Figure S5.

Enterocyte-Specific Knockdown Screen to Identify the Signaling Pathway Driving Intestinal Sex Differences in Sugar Gene Expression, Related to Figure 4

(A) RT-qPCR expression analysis of midgut-specific sugar genes (indicated at the bottom of the graph) in male (M) and female (F) flies following enterocyte-specific knockdown of signal transduction components. The specific genes targeted from top to bottom are: Allatostatin A receptor 2 (Asta-R2), Tachykinin-like receptor at 99D (TkR99D), rickets (rk), punt (put), Insulin-like receptor (InR), LDL receptor protein 1 (LRP1), baboon (babo), Lipophorin receptor 1 (LpR1), Megalin (mgl), Lipophorin receptor 2 (LpR2), torso (tor), Ion transport peptide (ITP), Toll (Tl), bigmax (Mlx), Methoprene-tolerant (Met), Niemann-Pick type C-2e (Npc2e), Neural Lazarillo (Nlaz), grindelwald (grnd), slimfast (slif), Adiponectin receptor (AdipoR), Ecdysone receptor (EcR), ultraspiracle (usp), breathless (btl), germ cell-expressed bHLH-PAS (gce).

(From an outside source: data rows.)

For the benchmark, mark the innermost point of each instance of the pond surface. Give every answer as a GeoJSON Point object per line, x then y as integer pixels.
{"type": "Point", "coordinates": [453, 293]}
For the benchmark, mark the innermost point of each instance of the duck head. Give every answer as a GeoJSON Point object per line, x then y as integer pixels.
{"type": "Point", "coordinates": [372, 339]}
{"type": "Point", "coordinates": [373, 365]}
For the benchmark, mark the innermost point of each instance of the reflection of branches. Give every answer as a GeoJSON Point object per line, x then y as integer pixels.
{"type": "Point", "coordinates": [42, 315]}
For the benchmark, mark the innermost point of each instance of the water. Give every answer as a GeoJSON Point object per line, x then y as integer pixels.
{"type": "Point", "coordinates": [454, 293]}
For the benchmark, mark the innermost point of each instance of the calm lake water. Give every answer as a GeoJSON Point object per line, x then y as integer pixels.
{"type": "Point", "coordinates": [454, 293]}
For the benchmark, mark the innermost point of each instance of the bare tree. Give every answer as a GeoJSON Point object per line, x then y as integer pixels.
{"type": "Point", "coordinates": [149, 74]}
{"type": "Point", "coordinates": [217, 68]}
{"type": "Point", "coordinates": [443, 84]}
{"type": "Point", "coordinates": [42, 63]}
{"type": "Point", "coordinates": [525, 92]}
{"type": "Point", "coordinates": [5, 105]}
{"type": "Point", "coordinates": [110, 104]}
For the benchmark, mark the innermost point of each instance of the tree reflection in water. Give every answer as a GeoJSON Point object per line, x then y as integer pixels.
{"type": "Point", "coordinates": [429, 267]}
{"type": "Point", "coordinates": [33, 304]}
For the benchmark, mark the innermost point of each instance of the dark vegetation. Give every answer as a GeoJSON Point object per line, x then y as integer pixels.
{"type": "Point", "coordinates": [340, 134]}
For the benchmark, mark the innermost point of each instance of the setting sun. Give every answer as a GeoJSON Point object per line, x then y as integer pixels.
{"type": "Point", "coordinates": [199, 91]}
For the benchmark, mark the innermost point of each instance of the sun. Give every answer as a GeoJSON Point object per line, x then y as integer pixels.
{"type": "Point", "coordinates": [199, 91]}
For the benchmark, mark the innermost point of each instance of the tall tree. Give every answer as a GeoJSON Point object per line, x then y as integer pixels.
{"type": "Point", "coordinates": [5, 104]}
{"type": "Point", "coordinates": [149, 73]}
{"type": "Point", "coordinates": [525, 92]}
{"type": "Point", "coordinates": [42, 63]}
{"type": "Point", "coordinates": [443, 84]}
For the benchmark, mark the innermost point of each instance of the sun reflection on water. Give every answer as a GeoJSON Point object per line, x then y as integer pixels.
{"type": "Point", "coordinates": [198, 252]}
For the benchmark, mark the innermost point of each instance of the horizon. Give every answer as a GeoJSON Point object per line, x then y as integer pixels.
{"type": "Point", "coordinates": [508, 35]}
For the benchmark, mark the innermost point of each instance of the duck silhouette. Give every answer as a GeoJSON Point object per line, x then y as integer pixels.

(B–D) RT-qPCR expression analysis of the same midgut-specific sugar genes in male (M) and female (F) flies with CCHamide-2 receptor (B, CCHa2-R^TAL/KO), Adipokinetic hormone (C, Akh^AP/A), and Adipokinetic hormone receptor (D, AkhR^1/Δ) null mutations. None of these genetic manipulations affected the sexual dimorphism in intestinal sugar gene expression.

In all panels, n denotes the number of group of flies analyzed for each genotype (each group contains 20 flies). Asterisks highlighting significant comparisons across sexes are displayed in gray boxes at the bottom of the graphs. See Table S4 for a list of full genotypes.